I am considering the Galois extension $L/\mathbb{Q}$, where $L = \mathbb{Q}(\sqrt[3]{2}, \zeta)$, and $\zeta$ is a primitive cube root of unity.
I've found that $Aut(L/\mathbb{Q})$ can be viewed as being the same as $S_3$. Also, I've noted that $L$ is the splitting field of $x^3 -2$, and have now ordered the roots as $\alpha_1 = \sqrt[3]{2}$, $\alpha_2 = \zeta \sqrt[3]{2}$ and $\alpha_3 = \zeta^2 \sqrt[3]{2}$.

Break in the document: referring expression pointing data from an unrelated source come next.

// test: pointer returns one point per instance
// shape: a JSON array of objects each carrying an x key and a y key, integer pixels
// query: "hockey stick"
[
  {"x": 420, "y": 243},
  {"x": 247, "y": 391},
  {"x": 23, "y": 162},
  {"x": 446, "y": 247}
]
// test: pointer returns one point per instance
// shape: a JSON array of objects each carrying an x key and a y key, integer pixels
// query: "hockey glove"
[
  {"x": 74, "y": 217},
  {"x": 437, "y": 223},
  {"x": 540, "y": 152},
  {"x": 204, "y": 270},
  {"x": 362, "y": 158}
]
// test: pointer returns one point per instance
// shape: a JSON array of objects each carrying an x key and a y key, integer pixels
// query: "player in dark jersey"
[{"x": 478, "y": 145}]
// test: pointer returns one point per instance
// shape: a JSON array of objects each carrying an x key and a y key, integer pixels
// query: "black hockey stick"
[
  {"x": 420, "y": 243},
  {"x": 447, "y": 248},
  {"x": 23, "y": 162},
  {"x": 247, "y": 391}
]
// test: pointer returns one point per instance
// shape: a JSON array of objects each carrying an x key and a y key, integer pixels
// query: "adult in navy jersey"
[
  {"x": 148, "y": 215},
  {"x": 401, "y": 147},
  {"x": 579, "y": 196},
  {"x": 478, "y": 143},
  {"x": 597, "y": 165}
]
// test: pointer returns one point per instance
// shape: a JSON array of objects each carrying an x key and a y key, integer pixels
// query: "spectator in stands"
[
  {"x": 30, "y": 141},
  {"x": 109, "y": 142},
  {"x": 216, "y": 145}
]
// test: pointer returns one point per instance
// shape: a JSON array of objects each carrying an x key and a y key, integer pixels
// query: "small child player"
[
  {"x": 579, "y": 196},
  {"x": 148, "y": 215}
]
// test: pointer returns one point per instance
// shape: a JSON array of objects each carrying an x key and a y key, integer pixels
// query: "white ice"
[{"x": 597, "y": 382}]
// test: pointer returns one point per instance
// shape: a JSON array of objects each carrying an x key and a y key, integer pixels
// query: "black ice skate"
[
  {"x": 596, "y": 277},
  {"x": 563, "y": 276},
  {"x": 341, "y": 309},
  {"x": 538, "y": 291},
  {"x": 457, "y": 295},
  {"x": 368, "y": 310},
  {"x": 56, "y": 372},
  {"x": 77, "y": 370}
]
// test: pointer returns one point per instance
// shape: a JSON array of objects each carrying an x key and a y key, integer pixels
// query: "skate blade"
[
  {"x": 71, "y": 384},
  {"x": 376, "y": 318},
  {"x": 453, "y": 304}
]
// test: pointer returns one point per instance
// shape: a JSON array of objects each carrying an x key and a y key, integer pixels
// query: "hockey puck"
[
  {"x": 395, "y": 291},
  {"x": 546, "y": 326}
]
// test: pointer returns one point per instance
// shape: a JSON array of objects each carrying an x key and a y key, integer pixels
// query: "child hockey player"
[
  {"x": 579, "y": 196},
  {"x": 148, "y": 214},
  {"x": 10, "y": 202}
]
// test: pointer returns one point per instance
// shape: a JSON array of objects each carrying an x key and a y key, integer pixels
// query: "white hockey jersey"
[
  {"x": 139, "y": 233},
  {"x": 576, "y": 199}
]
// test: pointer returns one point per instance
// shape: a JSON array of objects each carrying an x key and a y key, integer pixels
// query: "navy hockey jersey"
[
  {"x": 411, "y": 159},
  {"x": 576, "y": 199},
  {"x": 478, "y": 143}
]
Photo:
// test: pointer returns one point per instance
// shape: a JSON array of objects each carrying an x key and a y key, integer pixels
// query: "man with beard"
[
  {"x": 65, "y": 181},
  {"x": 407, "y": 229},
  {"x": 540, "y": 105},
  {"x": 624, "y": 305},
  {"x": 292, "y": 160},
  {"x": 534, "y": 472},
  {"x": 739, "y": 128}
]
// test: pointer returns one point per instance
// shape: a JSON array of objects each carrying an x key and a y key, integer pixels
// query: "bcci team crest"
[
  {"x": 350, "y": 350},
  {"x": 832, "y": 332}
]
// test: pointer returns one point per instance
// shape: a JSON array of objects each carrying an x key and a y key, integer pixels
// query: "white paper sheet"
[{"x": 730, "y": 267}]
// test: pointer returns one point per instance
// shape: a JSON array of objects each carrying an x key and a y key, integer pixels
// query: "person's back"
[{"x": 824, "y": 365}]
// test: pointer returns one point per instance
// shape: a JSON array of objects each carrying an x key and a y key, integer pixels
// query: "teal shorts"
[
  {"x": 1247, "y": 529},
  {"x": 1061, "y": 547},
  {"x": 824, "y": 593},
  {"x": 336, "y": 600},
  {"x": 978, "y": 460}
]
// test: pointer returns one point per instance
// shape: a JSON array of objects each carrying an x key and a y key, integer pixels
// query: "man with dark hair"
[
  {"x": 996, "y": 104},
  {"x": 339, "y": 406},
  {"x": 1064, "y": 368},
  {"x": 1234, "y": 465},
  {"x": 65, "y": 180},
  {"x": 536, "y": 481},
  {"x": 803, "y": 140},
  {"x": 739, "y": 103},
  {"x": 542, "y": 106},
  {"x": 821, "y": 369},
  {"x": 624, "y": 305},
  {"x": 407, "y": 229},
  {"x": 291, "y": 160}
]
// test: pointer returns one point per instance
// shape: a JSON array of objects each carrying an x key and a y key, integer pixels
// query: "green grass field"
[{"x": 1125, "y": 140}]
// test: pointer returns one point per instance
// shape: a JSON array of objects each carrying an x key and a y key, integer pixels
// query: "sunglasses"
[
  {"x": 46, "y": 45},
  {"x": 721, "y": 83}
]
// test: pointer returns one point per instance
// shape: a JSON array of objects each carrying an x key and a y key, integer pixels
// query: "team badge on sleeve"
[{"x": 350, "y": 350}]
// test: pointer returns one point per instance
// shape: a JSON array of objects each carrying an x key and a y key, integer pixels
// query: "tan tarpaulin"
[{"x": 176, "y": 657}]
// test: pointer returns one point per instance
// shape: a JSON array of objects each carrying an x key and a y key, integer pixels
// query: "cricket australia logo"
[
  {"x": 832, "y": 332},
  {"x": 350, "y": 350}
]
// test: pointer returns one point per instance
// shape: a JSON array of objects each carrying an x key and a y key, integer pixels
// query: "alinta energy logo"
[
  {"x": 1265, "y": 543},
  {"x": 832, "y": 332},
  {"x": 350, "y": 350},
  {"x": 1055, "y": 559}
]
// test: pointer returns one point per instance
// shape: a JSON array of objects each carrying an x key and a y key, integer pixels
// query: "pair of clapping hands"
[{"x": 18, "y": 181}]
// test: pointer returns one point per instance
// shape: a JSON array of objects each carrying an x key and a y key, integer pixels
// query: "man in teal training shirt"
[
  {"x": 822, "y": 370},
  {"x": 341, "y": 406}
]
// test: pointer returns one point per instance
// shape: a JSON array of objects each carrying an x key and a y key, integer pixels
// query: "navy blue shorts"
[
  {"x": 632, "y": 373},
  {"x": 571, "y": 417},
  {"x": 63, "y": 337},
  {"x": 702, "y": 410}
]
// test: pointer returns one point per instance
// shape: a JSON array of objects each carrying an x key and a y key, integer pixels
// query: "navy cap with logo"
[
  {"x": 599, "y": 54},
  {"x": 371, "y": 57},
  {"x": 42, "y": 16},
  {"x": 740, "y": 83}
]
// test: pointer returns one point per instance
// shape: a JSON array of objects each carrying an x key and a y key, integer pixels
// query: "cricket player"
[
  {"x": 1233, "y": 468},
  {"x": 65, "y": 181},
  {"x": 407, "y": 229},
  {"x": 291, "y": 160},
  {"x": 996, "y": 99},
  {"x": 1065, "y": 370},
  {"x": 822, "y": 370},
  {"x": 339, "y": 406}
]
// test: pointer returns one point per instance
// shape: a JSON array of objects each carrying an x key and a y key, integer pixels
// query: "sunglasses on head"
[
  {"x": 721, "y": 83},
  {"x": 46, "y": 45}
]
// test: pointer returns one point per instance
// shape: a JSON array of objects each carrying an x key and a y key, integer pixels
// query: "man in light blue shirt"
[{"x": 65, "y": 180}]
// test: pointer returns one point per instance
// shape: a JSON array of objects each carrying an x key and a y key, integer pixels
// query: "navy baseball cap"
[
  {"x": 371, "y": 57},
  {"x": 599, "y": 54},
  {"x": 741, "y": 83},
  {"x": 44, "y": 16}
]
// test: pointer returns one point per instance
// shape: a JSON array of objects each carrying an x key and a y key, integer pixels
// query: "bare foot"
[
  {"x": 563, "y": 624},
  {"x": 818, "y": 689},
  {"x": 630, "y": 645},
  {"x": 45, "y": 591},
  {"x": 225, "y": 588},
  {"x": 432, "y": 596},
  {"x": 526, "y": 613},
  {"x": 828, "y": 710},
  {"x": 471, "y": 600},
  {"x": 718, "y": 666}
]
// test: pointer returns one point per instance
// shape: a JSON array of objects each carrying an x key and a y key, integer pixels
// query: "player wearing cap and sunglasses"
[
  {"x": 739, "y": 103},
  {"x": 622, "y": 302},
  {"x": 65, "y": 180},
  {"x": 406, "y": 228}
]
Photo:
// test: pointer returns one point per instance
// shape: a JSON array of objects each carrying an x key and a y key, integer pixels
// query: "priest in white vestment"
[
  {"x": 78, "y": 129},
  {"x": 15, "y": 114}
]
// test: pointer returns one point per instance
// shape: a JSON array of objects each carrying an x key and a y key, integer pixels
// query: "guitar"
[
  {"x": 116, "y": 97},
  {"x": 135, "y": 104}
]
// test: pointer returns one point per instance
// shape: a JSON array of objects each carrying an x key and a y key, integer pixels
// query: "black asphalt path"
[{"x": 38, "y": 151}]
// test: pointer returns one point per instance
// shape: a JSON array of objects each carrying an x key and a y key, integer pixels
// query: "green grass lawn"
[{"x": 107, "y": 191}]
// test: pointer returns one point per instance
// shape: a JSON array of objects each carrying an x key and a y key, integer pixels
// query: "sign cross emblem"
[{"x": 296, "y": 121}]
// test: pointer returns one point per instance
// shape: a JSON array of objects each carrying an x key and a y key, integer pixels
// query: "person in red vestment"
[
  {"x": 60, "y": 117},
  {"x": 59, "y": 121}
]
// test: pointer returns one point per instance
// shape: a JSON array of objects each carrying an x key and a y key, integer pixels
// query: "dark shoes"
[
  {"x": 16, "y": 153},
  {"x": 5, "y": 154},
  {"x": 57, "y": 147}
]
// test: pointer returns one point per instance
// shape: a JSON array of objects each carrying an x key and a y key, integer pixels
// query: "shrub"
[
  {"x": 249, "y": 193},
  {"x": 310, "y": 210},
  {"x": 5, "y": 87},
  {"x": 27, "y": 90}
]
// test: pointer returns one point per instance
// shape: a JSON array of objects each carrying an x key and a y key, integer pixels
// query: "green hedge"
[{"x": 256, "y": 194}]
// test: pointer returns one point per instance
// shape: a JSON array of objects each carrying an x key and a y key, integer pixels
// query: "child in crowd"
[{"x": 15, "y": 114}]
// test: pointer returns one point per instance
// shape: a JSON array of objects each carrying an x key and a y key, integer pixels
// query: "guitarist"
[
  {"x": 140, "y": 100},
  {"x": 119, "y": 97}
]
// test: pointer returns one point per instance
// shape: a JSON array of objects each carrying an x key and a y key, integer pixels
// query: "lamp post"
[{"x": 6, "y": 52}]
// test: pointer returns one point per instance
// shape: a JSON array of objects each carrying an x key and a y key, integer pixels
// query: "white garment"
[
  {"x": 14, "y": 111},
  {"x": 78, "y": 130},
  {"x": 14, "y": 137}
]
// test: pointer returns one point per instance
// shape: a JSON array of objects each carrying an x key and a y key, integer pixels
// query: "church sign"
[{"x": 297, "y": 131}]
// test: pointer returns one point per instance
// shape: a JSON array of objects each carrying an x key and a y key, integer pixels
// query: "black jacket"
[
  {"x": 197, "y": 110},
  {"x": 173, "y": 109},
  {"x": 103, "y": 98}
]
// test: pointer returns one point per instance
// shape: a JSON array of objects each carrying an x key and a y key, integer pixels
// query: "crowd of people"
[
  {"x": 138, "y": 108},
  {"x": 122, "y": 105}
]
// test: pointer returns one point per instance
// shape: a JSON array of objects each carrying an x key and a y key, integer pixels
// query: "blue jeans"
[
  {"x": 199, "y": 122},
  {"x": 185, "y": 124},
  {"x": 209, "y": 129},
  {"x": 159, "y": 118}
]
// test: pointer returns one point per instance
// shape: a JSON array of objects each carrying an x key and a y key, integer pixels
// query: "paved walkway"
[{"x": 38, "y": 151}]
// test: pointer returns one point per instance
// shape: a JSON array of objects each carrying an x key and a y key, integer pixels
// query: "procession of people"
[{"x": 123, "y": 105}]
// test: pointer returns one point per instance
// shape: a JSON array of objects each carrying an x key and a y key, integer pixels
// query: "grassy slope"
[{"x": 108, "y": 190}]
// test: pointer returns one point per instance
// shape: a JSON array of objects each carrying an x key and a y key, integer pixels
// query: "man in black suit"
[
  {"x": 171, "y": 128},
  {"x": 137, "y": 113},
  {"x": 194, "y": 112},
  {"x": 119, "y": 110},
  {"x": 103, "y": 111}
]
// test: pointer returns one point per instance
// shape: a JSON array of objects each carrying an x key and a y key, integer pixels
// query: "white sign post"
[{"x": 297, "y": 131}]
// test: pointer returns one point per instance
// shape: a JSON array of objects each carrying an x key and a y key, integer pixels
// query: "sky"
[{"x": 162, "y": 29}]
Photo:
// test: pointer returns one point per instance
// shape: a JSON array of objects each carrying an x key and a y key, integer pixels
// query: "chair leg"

I want to calculate $\mathbb{Q}(\zeta)^*$; i.e.: $Aut(L/\mathbb{Q}(\zeta))$ as a subgroup of $S_3$.
I know can write $\zeta = \frac{\alpha_3}{\alpha_2} = \frac{\alpha_2}{\alpha_1}$. I want to find all $\sigma \in S_3$ s.t. $\sigma(\zeta) = \zeta$.
Of course, the identity will be one such $\sigma$. My first thoughts for others would be take the permutation $(1, 3, 2)$, as this means $\sigma(\frac{\alpha_3}{\alpha_2}) = \sigma(\frac{\alpha_2}{\alpha_1})$. However, this leaves us with something not nice for $\sigma(\frac{\alpha_2}{\alpha_1})$, so I'm thinking that's wrong.
I don't think any permutations swapping two elements will work, ruling out $(1,2)$, $(1,3)$ and $(2,3)$, and $(1, 2, 3)$ has similar problems to above.
So, am I right in saying $\mathbb{Q}(\zeta)^* = \{1\}$ ?
Thanks in advance!